Kidding time is so exciting!! Well 50% frustrating 50% exciting ;-) my phone won't pull up your pics do I can't guess which will go first


----------



## TiffofMo (Jan 10, 2011)

Darla kidded this afternoon twins 1 doe 1 buck. The doe got chilled so im trying to get her temp up pics in a bit.


----------



## WhisperingWillowNDG (Jul 20, 2011)

I saw pics on facebook. Congrats on the babies! Glad little girl came out of it ;-)


----------



## Trickyroo (Sep 26, 2012)

Congrats  I wanna see pictures !!!!!!!


----------



## TiffofMo (Jan 10, 2011)

Thanks everyone pics are here http://www.thegoatspot.net/forum/f219/darlas-twins-139597/
Next doe to Kid is Gracie she is due Feb 5 but 145 days is tomorrow. Then if Zena was bred at her previous house she is due the end of March. Hydee and Ocean im hopping will be due in April. Then thats it tell fall unless i buy a bred doe.


----------



## TiffofMo (Jan 10, 2011)

Bad day today Grace went into labor and i lost mama but the 2 kids are alive. Here is what i said on facebook im wore out and dont fill like typing. 
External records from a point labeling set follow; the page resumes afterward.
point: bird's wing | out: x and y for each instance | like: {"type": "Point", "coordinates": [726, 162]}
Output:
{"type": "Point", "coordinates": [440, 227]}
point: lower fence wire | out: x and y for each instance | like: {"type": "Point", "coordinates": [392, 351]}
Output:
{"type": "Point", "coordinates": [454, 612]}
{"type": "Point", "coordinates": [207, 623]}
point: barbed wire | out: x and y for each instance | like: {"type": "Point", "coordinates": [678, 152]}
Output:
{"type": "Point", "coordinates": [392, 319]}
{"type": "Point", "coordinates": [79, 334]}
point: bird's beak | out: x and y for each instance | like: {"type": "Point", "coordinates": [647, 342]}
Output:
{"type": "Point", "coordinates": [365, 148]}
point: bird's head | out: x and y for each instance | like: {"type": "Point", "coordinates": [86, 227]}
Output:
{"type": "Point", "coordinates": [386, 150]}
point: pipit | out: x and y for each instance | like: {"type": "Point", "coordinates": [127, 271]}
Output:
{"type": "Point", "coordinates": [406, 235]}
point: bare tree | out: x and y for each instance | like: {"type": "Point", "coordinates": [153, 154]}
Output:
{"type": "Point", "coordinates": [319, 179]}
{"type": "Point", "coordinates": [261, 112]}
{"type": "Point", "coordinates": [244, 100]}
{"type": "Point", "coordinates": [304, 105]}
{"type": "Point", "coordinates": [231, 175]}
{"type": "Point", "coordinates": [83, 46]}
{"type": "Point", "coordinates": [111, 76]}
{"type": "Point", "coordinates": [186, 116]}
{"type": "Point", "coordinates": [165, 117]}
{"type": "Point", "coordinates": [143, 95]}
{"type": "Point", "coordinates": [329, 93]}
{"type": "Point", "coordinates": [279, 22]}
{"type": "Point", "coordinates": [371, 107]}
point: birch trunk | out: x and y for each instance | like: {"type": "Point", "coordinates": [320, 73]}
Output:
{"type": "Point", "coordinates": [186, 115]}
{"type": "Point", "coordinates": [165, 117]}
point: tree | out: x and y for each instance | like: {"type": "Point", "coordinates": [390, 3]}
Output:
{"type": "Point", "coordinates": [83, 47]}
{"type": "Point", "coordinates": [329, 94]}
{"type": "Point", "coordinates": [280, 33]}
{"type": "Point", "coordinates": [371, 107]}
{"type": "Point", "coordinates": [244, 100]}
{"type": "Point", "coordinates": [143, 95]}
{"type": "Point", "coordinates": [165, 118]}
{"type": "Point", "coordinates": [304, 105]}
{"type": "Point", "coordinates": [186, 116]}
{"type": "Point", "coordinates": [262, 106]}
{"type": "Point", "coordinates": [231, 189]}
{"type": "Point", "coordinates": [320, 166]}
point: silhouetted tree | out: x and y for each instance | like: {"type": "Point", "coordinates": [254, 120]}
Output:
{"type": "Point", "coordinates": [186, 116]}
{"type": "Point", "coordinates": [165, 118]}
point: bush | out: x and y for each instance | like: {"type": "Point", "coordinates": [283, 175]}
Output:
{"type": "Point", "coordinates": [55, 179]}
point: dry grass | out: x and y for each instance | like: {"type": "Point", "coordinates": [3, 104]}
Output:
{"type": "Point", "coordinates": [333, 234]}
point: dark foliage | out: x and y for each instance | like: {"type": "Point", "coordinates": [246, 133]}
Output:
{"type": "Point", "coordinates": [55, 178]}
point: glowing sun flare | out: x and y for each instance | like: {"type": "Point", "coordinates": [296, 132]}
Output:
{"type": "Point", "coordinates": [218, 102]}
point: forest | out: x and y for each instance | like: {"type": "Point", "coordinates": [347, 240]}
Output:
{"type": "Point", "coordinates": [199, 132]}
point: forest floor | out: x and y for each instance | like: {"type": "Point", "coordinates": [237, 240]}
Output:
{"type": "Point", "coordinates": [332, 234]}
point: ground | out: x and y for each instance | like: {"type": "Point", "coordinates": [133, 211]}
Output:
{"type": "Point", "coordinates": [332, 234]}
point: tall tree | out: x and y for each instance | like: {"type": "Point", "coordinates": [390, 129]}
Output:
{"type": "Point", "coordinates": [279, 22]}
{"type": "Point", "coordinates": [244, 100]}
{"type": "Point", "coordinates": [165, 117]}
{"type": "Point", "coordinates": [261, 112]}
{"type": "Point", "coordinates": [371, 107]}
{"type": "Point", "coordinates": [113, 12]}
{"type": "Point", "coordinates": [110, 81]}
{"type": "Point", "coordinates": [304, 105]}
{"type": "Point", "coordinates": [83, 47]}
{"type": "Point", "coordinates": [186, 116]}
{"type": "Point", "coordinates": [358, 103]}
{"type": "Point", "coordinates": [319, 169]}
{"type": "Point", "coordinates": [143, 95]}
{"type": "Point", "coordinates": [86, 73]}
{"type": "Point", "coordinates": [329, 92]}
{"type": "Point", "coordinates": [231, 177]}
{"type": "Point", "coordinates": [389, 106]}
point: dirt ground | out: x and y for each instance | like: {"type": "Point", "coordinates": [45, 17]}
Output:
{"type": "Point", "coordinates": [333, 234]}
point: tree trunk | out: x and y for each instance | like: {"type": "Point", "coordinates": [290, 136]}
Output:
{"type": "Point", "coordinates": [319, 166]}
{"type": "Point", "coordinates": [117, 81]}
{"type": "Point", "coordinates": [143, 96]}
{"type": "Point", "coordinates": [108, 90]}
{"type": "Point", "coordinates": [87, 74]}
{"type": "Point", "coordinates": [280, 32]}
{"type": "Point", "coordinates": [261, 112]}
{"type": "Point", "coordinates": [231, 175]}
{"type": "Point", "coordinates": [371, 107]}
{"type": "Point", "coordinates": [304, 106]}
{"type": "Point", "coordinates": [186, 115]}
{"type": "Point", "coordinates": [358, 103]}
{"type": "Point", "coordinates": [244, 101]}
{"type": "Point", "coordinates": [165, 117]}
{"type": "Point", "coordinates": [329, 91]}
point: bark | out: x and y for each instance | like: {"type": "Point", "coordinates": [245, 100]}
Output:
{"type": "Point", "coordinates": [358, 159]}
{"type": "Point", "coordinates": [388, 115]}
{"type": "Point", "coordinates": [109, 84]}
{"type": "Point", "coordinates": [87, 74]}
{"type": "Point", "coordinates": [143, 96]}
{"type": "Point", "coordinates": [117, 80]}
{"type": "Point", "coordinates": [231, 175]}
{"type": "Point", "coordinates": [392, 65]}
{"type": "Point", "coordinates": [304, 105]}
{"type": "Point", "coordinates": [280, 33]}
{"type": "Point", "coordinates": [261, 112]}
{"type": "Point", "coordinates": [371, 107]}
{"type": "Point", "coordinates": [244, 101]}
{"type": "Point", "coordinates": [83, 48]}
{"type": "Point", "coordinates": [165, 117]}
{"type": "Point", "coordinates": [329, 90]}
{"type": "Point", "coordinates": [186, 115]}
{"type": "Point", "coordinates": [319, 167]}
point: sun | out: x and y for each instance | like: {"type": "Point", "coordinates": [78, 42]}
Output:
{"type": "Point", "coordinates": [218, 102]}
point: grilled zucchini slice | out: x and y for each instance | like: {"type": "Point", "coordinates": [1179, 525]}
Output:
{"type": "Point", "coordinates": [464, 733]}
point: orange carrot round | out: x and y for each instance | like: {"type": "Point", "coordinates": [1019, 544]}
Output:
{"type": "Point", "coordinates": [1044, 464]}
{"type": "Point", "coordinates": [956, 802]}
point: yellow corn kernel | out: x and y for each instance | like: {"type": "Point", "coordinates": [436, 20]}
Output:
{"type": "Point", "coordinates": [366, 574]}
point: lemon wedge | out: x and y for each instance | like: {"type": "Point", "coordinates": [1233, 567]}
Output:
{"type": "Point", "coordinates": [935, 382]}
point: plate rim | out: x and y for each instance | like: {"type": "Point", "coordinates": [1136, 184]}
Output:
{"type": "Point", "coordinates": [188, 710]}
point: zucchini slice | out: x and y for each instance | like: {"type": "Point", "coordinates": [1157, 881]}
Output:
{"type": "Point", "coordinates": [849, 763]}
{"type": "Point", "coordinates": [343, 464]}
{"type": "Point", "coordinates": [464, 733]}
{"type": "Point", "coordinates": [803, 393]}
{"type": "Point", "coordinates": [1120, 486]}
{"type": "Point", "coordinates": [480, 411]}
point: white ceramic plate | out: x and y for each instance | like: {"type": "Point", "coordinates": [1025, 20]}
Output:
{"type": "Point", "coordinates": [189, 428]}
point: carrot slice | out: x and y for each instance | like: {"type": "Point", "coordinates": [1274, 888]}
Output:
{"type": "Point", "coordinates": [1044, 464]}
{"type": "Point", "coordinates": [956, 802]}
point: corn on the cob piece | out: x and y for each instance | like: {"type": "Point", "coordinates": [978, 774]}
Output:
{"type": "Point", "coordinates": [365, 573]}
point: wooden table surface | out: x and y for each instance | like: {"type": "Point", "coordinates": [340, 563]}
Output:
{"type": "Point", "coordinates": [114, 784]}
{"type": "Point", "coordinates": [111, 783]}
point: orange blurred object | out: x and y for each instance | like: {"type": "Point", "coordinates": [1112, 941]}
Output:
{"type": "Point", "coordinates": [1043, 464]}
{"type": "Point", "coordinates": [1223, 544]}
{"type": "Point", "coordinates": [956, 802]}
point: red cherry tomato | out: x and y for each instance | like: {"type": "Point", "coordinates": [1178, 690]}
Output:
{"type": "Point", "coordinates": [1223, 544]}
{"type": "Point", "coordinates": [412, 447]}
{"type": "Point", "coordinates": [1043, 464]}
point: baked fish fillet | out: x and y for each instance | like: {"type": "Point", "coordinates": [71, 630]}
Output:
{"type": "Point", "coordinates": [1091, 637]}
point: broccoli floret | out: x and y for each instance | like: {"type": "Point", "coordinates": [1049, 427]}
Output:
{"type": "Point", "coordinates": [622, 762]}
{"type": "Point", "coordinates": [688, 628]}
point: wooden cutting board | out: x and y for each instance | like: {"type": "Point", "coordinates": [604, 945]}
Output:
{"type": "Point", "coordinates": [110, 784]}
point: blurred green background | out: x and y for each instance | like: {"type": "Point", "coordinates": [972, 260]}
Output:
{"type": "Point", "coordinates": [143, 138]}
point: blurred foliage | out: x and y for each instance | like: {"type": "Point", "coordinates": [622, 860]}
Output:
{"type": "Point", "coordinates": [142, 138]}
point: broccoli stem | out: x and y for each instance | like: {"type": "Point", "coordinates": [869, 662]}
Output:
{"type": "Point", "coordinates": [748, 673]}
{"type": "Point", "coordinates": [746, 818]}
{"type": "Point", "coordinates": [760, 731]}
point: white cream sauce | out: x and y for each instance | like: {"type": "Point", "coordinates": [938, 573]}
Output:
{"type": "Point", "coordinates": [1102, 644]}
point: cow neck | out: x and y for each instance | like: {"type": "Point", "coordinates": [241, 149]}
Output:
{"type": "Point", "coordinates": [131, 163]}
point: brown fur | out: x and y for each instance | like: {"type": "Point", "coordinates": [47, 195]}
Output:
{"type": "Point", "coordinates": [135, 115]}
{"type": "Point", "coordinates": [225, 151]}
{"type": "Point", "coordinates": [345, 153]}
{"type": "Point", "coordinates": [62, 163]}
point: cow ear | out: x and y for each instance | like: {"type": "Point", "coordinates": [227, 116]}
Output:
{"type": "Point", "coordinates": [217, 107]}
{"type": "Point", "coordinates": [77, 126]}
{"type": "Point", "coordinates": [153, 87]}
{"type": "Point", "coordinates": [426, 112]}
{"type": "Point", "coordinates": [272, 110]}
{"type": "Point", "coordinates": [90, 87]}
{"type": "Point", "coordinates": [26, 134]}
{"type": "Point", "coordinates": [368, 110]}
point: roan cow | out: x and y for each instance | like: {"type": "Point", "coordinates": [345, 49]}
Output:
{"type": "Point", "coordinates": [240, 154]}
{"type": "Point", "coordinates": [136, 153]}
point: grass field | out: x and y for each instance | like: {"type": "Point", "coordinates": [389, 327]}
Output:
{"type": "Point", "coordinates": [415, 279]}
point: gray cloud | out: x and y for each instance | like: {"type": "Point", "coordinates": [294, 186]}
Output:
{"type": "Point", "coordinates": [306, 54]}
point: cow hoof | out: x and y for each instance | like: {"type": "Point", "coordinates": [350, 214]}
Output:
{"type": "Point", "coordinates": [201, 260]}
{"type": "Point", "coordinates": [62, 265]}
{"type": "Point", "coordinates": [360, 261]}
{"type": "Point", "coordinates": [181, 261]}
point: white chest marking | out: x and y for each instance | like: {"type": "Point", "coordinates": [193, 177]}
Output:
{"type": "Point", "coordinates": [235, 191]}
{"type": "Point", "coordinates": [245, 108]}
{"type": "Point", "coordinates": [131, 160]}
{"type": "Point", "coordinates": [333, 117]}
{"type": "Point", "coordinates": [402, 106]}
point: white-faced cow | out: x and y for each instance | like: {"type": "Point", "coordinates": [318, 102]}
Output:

Ok so to let everyone know how my day went. Went to church came home found 1 nearly dead doe laying in the yard and Gracie in labor. Hubby was home so he set and watch Gracie i ran in and revived the doe. She had a warm water bath then blow dried and gave her a sip of milk and set her on a heat pad. Then outside i ran gave hubby a kiss and off to work he went. The i went into Gracie and knew some was wrong. So after spending 3 hr trying to figure how to pull the kid. I found a vet and called the vet and she finally came out. And after a struggle pulled a boy out alive. She put the doe down and now im setting here with 2 bottle babies. Both babies are alive the doe is on her feet and taking a bottle the buck still cant stand but is very strong and a loud mouth and ive got some drops of milk in him.


----------



## crocee (Jul 25, 2008)

I'm so sorry you lost Gracie. She will live on in her kids and in your heart.


----------



## chapinranch (Apr 30, 2012)

sorry to hear you lost Gracie Tiff you have her in her kids tho:tear::hug:


----------



## BabyCutlet (Jan 23, 2013)

That's so sad!! At least you'll have her twins to remind you of her! Best of luck with the babies, and I'm sorry for your loss!


----------



## Trickyroo (Sep 26, 2012)

OMG ! Im so sorry Tiffany :hug:
How tragic !! 
My thoughts are with you and prayers to your little ones.
They couldnt be in better hands.


----------



## Engebretsen (May 16, 2012)

So sorry for your loss!


----------



## WhisperingWillowNDG (Jul 20, 2011)

:-( I'm sorry for Gracie but you did a great job saving the babies! (((Hugs!!)))


----------



## TiffofMo (Jan 10, 2011)

Just a update for those that are not on facebook. Gracie did not pass last night. Dang vet gave her a shot and left. So ive been giving her Pen-g and Benimun (sp) today figure if she has a will to live i will try to help her. The babies are doing ok wish they would eat more. Im getting an ounce in them ever 3 hrs. Its been a long day agian and i fill tomorrow will be the same.


----------



## Wlschwallenberg (Jan 4, 2013)

Praying for Gracie!


----------